That’s the idea behind an executive order the president just signed to reduce labor law violations among firms that contract with the federal government (disclosure: I worked on this idea during my time with the administration).
The first point to emphasize here is that while most government-contracted firms do not break these laws, some do. And while there are some safeguards in the current system, procurement officers—the folks who decide who gets the bid—don’t have all the information they need to track labor violations like unpaid wages or overtime, not paying the minimum wage, safety and health violations, misclassifying employees as independent contractors, and so on. This executive order provides contract officers with precisely that information and that’s smart policy in a number of ways.
First, the federal government does a lot of business with private firms, something in the neighborhood of $500 billion per year, and many firms depend on the business. The new order thus raises the cost of labor violations and strengthens the incentives to do the right thing.
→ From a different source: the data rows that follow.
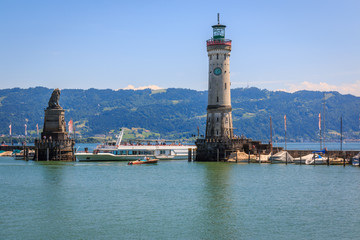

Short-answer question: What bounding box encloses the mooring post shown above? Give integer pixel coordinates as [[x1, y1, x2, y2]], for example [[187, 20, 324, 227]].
[[326, 153, 330, 166], [259, 150, 261, 163], [313, 153, 315, 166]]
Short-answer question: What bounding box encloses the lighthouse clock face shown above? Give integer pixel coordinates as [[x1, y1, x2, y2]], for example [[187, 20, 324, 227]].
[[214, 68, 222, 76]]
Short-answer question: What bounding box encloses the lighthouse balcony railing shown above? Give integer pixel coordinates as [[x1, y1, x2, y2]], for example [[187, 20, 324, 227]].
[[206, 39, 231, 46]]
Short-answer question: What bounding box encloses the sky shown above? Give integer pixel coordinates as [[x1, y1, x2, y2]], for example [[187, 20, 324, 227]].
[[0, 0, 360, 96]]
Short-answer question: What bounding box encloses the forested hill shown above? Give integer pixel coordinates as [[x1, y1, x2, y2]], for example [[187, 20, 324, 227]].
[[0, 87, 360, 141]]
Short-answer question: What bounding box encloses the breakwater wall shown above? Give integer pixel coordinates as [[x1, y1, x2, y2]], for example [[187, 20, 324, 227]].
[[287, 150, 360, 159]]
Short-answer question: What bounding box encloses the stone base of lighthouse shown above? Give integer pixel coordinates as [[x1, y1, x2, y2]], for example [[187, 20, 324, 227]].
[[195, 138, 271, 162]]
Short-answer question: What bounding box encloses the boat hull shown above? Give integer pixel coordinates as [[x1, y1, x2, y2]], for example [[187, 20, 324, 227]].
[[128, 159, 158, 165]]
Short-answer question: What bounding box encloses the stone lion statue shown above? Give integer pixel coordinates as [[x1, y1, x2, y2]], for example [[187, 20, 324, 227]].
[[48, 88, 61, 109]]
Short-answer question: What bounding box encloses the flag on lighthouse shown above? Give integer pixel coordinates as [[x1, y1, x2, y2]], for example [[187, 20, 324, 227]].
[[68, 119, 74, 133]]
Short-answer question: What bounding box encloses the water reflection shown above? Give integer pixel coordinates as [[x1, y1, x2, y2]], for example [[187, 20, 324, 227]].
[[198, 163, 239, 239]]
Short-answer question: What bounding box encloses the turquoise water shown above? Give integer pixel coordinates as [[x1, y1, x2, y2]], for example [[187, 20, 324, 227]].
[[0, 157, 360, 239]]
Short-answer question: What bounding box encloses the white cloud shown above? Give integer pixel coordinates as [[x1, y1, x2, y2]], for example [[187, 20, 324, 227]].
[[278, 80, 360, 96], [121, 85, 164, 90]]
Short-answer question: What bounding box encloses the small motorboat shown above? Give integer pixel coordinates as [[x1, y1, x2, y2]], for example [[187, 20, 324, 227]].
[[128, 158, 158, 165]]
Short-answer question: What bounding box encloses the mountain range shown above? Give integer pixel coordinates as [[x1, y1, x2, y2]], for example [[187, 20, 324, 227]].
[[0, 87, 360, 142]]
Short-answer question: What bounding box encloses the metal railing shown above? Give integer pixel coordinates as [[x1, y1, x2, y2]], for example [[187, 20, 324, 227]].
[[206, 39, 231, 46]]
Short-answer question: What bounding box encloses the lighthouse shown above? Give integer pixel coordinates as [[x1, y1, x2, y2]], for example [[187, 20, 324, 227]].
[[205, 14, 233, 139], [195, 14, 270, 161]]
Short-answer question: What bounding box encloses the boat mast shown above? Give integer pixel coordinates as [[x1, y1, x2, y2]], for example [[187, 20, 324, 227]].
[[116, 128, 124, 146]]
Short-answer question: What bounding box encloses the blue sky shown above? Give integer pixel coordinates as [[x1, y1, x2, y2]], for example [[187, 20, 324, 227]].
[[0, 0, 360, 96]]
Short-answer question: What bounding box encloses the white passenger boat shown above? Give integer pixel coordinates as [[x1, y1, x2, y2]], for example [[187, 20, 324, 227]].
[[75, 130, 196, 161]]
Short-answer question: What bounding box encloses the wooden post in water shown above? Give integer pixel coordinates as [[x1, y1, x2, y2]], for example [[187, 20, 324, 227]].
[[340, 116, 342, 151], [259, 150, 261, 163], [59, 144, 61, 161], [313, 153, 316, 166], [327, 152, 330, 166]]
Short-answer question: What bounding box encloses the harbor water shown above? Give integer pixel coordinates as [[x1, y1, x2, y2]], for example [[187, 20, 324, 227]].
[[0, 151, 360, 239]]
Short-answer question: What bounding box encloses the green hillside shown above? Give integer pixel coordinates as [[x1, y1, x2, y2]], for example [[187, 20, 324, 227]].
[[0, 87, 360, 141]]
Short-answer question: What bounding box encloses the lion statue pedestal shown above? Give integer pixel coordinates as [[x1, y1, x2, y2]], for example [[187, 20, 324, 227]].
[[35, 89, 75, 161]]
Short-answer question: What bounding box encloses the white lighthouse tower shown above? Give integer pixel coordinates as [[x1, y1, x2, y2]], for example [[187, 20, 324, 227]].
[[195, 14, 270, 161], [205, 14, 233, 139]]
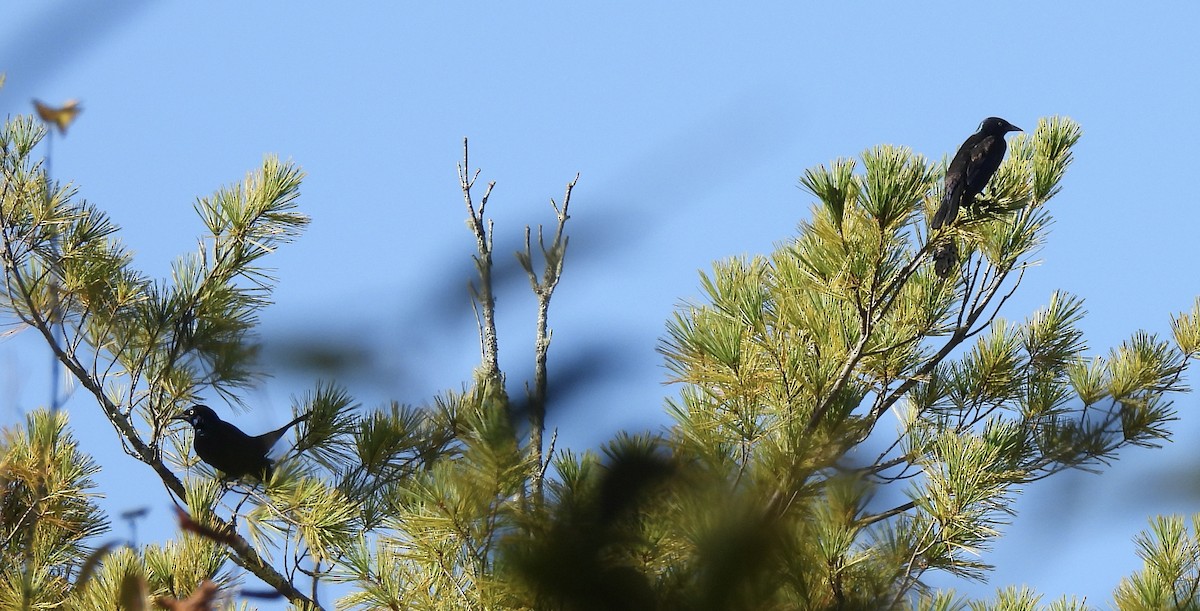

In so doing, it puts scofflaws at a competitive disadvantage.
Second, since the minority of firms that have shoddy labor practices and/or ongoing labor disputes are likely lousy performers anyway, I suspect this new rule will improve contract efficiency.
As the White House put it: “Contractors who invest in their workers’ safety and maintain a fair and equitable workplace shouldn’t have to compete with contractors who offer low-ball bids—based on savings from skirting the law—and then ultimately deliver poorer performance to taxpayers.”
Unfortunately, though there’s not a lot of data on this, the historical record suggests that it’s a problem in need of a solution. Some of the largest labor law violations have been found at firms that contract with the feds, including firms that continued to get contracts even after the violations were established. Some details:
- Federal procurement officers will have information from firms seeking contracts on labor violations over the past three years in any of these areas: wage and overtime rules, safety and health, collective bargaining, family and medical leave, and civil rights. As I understand it, prior violations don’t disqualify companies, but they must have a three-year clean bill of health.
- It sounds like they’re trying to set up this new system to help companies with violations get back on the right track. If a firm is found to have labor law violations, it will get early guidance “on whether those violations are potentially problematic and opportunities to remedy any problems. Contracting officers will take these steps into account before awarding a contract, as well as after awarding a contract to ensure the contractor is living up to the terms of its agreement.”
- The order tackles another important issue: muddled pay stubs that prevent workers from figuring out whether there’s a violation in the first place. It “requires contractors to give their employees information concerning their hours worked, overtime hours, pay, and any additions to or deductions made from their pay, so workers can be sure they’re getting paid what they’re owed.” Fuzzy pay stubs are one way in which regular workers are kept in the dark about the employment status: they don’t recognize that they’ve been classified as independent contractors and thus exempted from basic protections.
- This executive order builds on an earlier one announced by the president back in January to raise the minimum wage of workers on federal contracts to $10.10.
I’m but one taxpayer, but I suspect I’m not alone in asserting that I’d rather my money went to firms that play by the rules. I also suspect I’m not alone in bemoaning the congressional gridlock that continues to block any idea targeted at helping working people get a slightly better deal. This executive order won’t change the fact that it’s been an awfully lopsided recovery in terms of where most of the growth has flowed. But it’s surely a move in the right direction, and that makes it very welcome indeed.